Explanations [55,71,72] produced from deep learning systems are mostly statistical and helpful to understand how it produces the output, and the additional use of domain information helps to enhance [19] the explanation. [49] used an ontology-based deep learning model which predicts human behaviour via Restrictricted Boltzman Machines [61] and produces explanations of the output using domain ontologies. In the domain of transfer learning to explain which features are beneficial and which are not for the transfer, [11] used domain knowledge to enhance the explanation.
[73] shows the use of semantic annotations to label objects in the hidden layers of popular CNN architectures. Labels ranging from colors, materials, textures, parts, objects and scenes help to get a better understanding of hidden parts of the deep network. Although the labels are not semantically structured, this shows that background knowledge can help to improve explainability.
[57] provides a feasibility study on how domain ontologies together with description logic based concept induction [37,56] can be used to explain input output behaviour of trained deep neural networks.
Although the explanation produced solely using statistical techniques is beneficial, it is far from being a trustable explanation [35,40]. The main limitation of statistical methods is that it does not take domain knowledge or general background knowledge into account when making the output. A combined effort to use statistical techniques with semantic web technologies should be helpful to provide trustable explanations. An overview of using knowledge graphs to enhance explanation, and possible limitations of this, is described in [35].
Other systems for deductive reasoning using deep learning
The Neural Theorem Prover (NTP) [53] is an extension of the Prolog language in which strict atom unification is replaced with similarity of atoms in an embedded space; while originally NTP suffered from scalability issues, due to the complexity of the approach, there is evidence that proof-path selection strategies can reduce the complexity impact [45].
DeepProbLog [42] is a programming language that combines a probabilistic logic with neural networks, thus offering a framework that combines the strengths from both approaches.
Logic Tensor Networks [58] (LTNs) combine deep neural networks and first order fuzzy logic. Elements of the logic language are embedded in a vector space (e.g., constants are represented as vectors while predicates are neural tensor networks [62] that have been used on simple reasoning tasks [8,62]). LTNs can be trained over both facts and rules and after training they can be used to make novel logical inferences over data. LTNs have been applied to semantic image interpretation tasks [18] but they have also been shown to have some computational limitations [5].

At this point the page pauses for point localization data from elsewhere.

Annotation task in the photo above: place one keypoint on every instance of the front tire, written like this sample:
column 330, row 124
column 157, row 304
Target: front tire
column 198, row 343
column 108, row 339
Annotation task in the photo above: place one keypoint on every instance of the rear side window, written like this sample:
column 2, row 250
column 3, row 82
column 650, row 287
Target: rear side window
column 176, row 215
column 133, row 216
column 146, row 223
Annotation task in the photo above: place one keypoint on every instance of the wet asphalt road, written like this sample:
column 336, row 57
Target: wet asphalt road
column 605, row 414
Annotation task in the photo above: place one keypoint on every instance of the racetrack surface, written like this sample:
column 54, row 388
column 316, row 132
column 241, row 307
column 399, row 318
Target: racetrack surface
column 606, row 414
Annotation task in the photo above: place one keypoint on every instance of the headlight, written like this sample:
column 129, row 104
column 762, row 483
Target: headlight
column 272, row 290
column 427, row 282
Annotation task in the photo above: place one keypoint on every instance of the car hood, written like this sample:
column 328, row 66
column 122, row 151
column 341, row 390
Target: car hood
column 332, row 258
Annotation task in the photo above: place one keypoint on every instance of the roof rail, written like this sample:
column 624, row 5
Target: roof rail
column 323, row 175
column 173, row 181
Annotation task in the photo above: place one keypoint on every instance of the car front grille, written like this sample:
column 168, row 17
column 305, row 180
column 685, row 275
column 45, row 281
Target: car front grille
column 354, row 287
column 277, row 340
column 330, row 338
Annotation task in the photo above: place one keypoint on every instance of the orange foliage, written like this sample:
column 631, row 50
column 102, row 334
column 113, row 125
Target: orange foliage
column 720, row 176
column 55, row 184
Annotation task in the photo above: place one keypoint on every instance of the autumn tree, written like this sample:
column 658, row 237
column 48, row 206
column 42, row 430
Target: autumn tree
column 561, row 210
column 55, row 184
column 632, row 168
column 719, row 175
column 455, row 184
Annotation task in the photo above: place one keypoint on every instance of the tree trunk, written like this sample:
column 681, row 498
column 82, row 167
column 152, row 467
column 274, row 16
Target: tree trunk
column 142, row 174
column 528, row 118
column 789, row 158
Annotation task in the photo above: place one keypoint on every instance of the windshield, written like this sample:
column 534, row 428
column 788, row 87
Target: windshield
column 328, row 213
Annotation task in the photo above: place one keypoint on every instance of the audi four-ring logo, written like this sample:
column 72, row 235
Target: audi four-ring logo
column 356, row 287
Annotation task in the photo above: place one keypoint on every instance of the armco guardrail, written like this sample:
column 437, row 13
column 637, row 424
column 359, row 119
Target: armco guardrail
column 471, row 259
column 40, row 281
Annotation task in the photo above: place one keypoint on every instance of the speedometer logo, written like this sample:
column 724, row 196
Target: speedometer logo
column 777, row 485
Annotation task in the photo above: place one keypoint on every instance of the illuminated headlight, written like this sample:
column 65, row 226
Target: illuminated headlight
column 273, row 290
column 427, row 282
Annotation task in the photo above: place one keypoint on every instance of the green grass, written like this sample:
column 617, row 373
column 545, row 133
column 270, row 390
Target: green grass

PossibleWorldNet [21] is a variant of Tree Neural Networks (TreeNN) which has been successfully used for conducting entailment over propositional logic formulas. To evaluate whether A entails B, the PossibleWorldNet generates a set of “possible worlds,” and then evaluates A and B in each of those worlds. Their results show the clear advantage of using this model compared to sequence-to-sequence models which would capture the structure implicitly.
Neural multi-hop reasoners [15,70] deal with more complex reasoning on large knowledge bases where multi-hop inference is required. They combine the rich multi-hop inference of the symbolic logical reasoning paradigm with the generalization capabilities of attention-based recurrent neural networks.
Conclusion
In the wake of deep learning, neural-symbolic approaches are receiving renewed attention. We have laid out promises of neural-symbolic integration research for the Semantic Web field, and vice versa. It appears to be reasonable to expect that the corresponding lines of research will receive growing attention in forthcoming years. E.g., several articles in this issue point into similar directions [13,35,38].